Now, open any of your installed programs, and make sure that everything opens ok. If so, reboot, then go back and run the RegSeeker again, do the same thing again if anything is found. When RegSeeker finds nothing else, please follow the instructions below (don't worry if there are a couple of items in RegSeeker that won't go away - they won't harm anything) *Make sure to reboot between each use of the program.

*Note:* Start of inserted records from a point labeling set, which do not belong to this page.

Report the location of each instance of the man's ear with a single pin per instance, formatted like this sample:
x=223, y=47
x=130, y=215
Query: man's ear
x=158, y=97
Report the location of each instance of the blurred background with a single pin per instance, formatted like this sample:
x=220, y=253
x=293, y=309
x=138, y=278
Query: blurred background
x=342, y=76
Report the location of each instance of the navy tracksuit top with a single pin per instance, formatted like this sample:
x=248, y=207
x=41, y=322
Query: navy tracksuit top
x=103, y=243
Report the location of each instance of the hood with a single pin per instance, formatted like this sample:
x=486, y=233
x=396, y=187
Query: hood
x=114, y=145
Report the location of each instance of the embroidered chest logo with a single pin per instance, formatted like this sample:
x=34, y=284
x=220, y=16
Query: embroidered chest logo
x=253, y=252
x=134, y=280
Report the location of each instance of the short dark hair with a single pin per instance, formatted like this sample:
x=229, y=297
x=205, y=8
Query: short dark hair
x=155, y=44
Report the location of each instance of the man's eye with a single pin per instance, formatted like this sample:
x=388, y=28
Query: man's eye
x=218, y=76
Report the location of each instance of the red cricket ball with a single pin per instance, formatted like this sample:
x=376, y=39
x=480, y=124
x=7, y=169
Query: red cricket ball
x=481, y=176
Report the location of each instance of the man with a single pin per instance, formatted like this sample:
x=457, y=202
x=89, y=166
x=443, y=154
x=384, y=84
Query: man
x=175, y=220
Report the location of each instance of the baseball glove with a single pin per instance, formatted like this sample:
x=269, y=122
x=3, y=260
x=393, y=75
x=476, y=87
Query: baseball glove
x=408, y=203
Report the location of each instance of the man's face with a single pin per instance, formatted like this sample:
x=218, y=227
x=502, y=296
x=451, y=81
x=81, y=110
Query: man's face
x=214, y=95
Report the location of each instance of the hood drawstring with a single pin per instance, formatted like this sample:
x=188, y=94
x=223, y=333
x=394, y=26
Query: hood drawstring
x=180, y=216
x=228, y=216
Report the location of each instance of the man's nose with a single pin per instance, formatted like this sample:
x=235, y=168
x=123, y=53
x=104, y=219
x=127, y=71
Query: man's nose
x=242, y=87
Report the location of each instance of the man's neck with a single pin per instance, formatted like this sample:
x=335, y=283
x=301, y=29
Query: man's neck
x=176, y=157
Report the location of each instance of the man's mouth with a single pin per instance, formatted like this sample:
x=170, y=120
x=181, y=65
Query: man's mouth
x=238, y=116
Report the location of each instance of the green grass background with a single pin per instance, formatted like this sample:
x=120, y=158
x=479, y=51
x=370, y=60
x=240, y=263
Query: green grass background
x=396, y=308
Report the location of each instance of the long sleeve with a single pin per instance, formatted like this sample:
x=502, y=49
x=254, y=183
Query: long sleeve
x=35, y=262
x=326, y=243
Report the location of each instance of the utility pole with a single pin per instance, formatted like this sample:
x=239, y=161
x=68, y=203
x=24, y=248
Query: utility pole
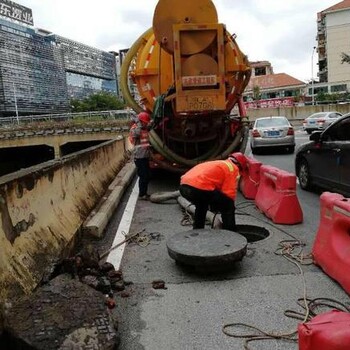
x=14, y=93
x=312, y=75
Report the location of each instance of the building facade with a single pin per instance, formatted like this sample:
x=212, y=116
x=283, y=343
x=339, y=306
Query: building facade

I need you to copy all of the Killbox instructions below and paste them into Notepad and save it.

* Run Killbox.exe.

* Select "Delete on Reboot".

* Open the Notepad file where you saved these instructions earlier, and copy the file names below to the clipboard by highlighting ALL of them then press CTRL + C

C:\WINDOWS\iexplore.exe

* Return to Killbox, go to the File menu, and choose "Paste from Clipboard".

* Click the red-and-white "Delete File" button. Click "Yes" at the Delete on Reboot prompt. Click "No" at the Pending Operations prompt. If your computer does not restart automatically, please restart it manually.

After your computer reboots, post a new HiJackThis log.

The other items found by MWav (the first 30 lines or so) are most likely a CLSID in the registry. We'll try to see how many of them we can find to delete. But an entry in the registry without the actual program is just an orphaned reg key and it won't do anything but sit there.